PSHE
At Lavendon School, personal, social and health education (PSHE) enables our children to become healthy, independent and responsible members of a society. We recognise that our children enter school from a range of different settings and increasingly from culturally diverse backgrounds. We encourage children from an early age to celebrate this diversity, building communities within each classroom as well as across the school. We teach discrete lessons which also include Protective behaviours and Restorative Practice.
The promotion of pupils’ personal development (which includes their social development) is a fundamental aspect of education and underpins all other learning. Through our curriculum, our school environment and our school ethos, we promote pupils’ self-esteem and emotional well-being and help them to form and maintain worthwhile and satisfying relationships, based on respect for themselves and for others, at home, at school, at work and in the community.
We feel it is an important part of children’s education to help them to understand how they are developing personally and socially. We provide our children with opportunities for them to learn about their rights and responsibilities and appreciate what it means to be a member of the diverse society in which we live. This learning is through discrete, focussed sessions and threaded throughout the rest of the curriculum to embed the learning.

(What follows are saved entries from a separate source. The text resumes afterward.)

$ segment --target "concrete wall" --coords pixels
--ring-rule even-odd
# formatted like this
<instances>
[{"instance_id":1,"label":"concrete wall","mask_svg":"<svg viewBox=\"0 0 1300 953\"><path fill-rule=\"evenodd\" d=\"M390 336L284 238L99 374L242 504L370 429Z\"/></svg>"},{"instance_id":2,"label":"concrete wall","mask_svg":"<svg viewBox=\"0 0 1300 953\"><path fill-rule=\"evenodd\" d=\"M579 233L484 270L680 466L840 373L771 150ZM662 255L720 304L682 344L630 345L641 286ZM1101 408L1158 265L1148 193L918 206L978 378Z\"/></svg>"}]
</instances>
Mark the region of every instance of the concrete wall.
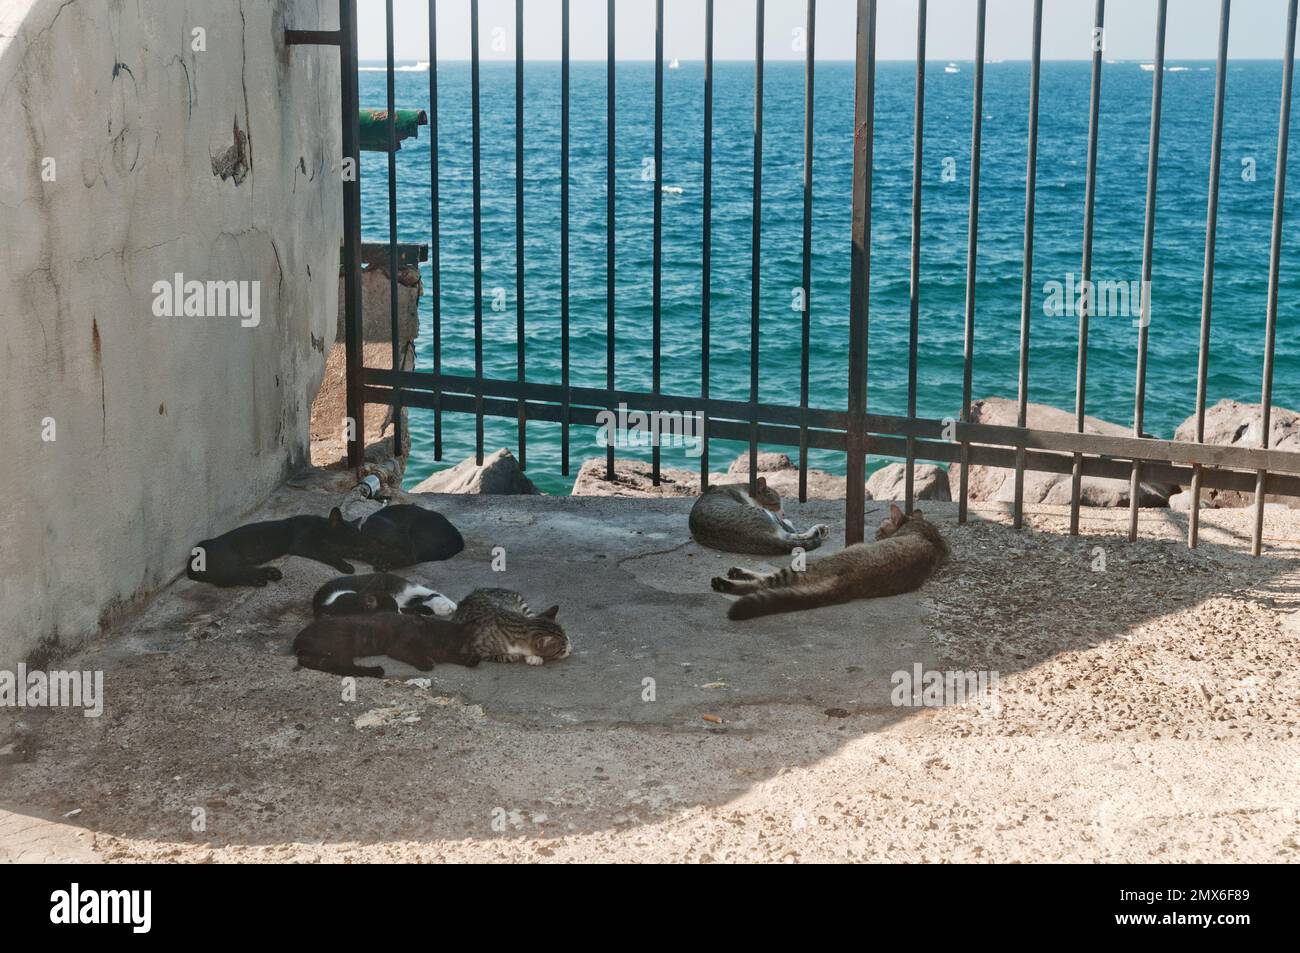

We actively encourage our children to play a positive role in contributing to the school and the wider community. We hold a democratic voting system for peers to vote for their peers to join pupil voice groups such as School Council.
Clear sequential progression in teaching ensures skills and knowledge are built upon systematically and by merging our PSHE, SMSC (spiritual, moral, social, cultural) and RSE (relationship and sex education) curriculum at Lavendon School, we believe this facilitates the active promotion of, and provides, the opportunity for children to also understand the fundamental British Values (Democracy, The Rule of Law, Individual Liberty, Mutual Respect and Tolerance).
By the end of KS2 the PSHE lessons will prepare children for being good citizens. They will develop emotional intelligence and the ability to articulate their feelings in order to maintain good mental health as well as understanding the importance of their physical health and being healthy. Using a whole school, supportive strategy, the children will become resilient, flexible learners, knowledgeable for their future lives in the community.